The Parenting Question That Matters Now
The most important shift parents can make today isn’t to download more learning apps, or subscribe to new software or limit screen time with stricter rules (though limits still matter and are incredibly important). It’s to ask one powerful question:
What habits, values, beliefs, and ways of thinking do I want my child to carry into a world where AI is everywhere?
And then build home routines that reflect those values. That could mean:
Creating time for curiosity—watching a documentary, playing “What if?” games, or exploring a question together.
Practicing discernment—comparing AI answers to books or lived experience.

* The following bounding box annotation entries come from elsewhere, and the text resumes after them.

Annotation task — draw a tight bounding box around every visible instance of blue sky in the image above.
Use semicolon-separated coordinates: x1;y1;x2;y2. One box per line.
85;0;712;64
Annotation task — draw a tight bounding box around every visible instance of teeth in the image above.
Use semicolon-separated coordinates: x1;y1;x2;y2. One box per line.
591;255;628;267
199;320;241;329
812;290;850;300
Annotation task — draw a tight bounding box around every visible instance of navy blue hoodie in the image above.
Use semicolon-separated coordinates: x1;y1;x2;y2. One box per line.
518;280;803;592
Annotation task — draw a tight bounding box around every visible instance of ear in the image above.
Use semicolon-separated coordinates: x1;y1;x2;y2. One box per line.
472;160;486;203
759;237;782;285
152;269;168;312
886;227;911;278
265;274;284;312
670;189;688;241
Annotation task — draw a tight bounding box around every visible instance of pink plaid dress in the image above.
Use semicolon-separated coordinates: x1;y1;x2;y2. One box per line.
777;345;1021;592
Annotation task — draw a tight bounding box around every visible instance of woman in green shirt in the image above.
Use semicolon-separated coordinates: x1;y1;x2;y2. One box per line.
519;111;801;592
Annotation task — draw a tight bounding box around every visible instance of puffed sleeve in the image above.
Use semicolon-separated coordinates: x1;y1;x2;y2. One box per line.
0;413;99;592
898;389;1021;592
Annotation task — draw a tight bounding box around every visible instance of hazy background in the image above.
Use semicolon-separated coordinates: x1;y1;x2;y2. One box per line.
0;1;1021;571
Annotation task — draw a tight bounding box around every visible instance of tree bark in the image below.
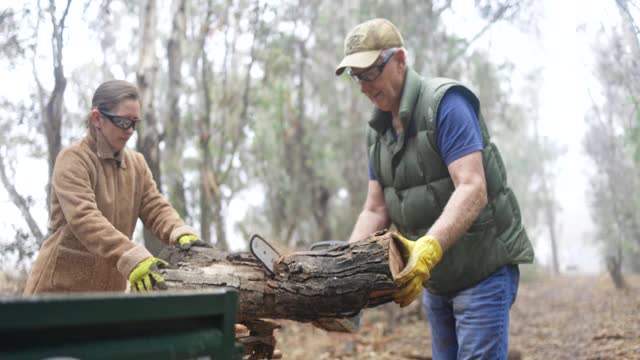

Encouraging agency—letting them set goals, reflect on progress, and talk through challenges.
Encouraging creativity and producing content- not absorb content constantly from others, which is often times what’s happening with social media etc., but actively producing for themselves and what they are interested in.
No tool will replace a parent’s ability to shape mindset and motivation. If AI is changing how children learn, then parents remain the most critical influence on why they learn—and how they show up in that learning.
Final Thought
This isn’t easy. But it is possible.
As AI becomes embedded in everything from how students write essays to how they prepare for careers, we don’t need to become AI experts. We need to become stronger allies to our children—curious, reflective, and intentional. Let’s not abdicate our collective responsibilities, but step-up and help them navigate this new world.
That’s the parenting pivot that matters most now.